Bad. Like for serious bad. And I've read all the others; It's now clear why this was the last one. Was Waldron under contract so just churned out a mess and said here? The plot is bad; the characters are inconsistent from their past; and the main characterin a mystery should never be both absent from and surprised by the murderer when he/ she is revealed. Bad form. Oh, and it's full of copyediting mistakes too, which added to my severe disappointment.
It was a guilty pleasure brainvacation anyway; maybe i shouldn't be so hard on it.
While I have been looking for more professor-sleuths, this was not the answer to my quest. The story is very disconnected, and written oddly - characters repeat things often, sometimes within two lines, and there's no buildup of tension. Things just happen, and they aren't particularly believable. Then, to top it off, the main character doesn't actually solve the mystery. It was just a strange book, and not in a good way.
This is my first read of an Ann Waldron mystery. So, I see I am starting with book 5! I enjoyed the main characters but would love to know more about them. The crazy way McLeod goes about figuring out the mystery is half the fun, with the food tie-in and personal stuff rounding the story out. I look forward to finding the other 4 books and reading them, too!

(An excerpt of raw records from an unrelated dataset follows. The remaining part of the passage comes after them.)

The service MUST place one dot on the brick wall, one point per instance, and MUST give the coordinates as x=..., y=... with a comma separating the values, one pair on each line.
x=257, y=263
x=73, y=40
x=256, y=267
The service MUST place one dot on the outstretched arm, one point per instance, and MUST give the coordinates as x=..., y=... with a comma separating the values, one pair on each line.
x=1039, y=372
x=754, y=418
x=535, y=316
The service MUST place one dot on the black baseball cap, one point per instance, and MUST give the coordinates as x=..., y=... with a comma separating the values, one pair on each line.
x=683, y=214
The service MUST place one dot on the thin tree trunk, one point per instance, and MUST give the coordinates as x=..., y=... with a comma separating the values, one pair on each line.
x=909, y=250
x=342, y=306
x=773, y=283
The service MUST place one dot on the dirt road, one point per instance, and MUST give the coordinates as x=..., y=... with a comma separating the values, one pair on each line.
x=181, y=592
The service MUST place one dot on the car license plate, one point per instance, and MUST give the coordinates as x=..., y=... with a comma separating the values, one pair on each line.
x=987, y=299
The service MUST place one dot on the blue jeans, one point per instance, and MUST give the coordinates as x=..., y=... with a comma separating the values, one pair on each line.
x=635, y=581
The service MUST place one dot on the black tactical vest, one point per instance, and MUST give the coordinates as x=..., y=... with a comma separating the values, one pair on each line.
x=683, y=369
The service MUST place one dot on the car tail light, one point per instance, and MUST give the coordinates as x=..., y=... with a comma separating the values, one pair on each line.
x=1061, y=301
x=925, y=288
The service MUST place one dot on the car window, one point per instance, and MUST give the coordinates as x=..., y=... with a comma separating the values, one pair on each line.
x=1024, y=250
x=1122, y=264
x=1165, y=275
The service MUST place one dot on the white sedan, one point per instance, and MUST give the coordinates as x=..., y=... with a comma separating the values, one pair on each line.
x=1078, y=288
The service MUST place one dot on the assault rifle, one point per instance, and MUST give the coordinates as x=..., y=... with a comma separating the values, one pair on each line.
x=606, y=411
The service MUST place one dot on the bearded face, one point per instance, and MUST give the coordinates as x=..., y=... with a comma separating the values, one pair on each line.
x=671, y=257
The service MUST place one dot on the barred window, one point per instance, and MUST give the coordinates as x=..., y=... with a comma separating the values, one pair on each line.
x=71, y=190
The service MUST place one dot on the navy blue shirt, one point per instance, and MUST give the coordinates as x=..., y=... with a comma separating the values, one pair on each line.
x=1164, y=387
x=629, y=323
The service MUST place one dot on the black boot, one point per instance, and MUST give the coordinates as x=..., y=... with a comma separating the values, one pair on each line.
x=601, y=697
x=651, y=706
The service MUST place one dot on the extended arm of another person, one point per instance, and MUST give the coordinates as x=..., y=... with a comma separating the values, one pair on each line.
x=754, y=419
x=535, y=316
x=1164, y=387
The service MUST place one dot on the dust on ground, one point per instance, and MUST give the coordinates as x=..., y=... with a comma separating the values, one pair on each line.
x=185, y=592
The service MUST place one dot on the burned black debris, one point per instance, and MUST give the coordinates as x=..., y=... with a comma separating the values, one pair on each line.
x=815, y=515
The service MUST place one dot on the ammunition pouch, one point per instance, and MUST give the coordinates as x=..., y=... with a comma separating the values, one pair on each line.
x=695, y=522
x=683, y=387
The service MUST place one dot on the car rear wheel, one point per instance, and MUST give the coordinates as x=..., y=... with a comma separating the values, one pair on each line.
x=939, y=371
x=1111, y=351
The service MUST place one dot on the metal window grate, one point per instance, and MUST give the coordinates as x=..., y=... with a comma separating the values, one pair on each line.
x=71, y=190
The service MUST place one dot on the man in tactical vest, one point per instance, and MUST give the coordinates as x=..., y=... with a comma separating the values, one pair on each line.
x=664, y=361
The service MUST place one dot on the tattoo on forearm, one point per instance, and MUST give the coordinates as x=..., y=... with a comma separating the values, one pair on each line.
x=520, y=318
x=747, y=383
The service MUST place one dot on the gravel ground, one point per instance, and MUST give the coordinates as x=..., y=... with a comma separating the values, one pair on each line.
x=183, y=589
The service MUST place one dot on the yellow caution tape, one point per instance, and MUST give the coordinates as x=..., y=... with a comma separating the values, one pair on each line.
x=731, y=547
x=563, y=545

Professor McLeod Dulaney was upset when the police came into her writing seminar and arrested her best pupil for the murder. When it turned out that he was using a false name, had forged documents to get into Prinston, and had an arrest record in Wyoming, things didn’t look good for Greg/Bob. Dulaney was sure he was innocent, and decided to help the police find the real killer. Since the murdered student was a graduate researcher in the science department, Dulaney found herself learning a lot about a very different part of the campus from her English department. --- An interesting story about likeable people … One of whom might actually be a murderer.
McLeod Dulaney is teaching her writing class at Princeton when two police come in and arrest her best student. McLeod goes to bat for her student, and suddenly, the women who had owned the drugs he was convicted for saw religion and confessed. However, soon a chemistry grad student is found dead (he was the one who who recognized the first student and turned him in. McLeod continues to investigate the murders. The story isn't bad, but the way it is told seems sort of matter of fact and unexciting.
A simple, silly book. The plot isn't particularly gripping or anything, but it's fun to read because it references places and things that are familiar from my time at Princeton. Also, apparently one of my friends there was involved in helping the author, since he got a big shout out in her acknowledgements... who knew?! :)
Professor McLeod Dulany's unassuming star student, Greg Pierre, actually is assuming-a false name, that is. When the student who outed him is found murdered, suspicion falls on Pierre. But McLeod believes in Pierre's innocence, and now must trace the clues left behind to find a killer's true identity.
As with most stories in this genre, it's a bit unbelievable that the police would divulge so much information about a criminal investigation to a civilian, but it's a quick and fun diversion. This is the only book I've read in the series, but I enjoyed it.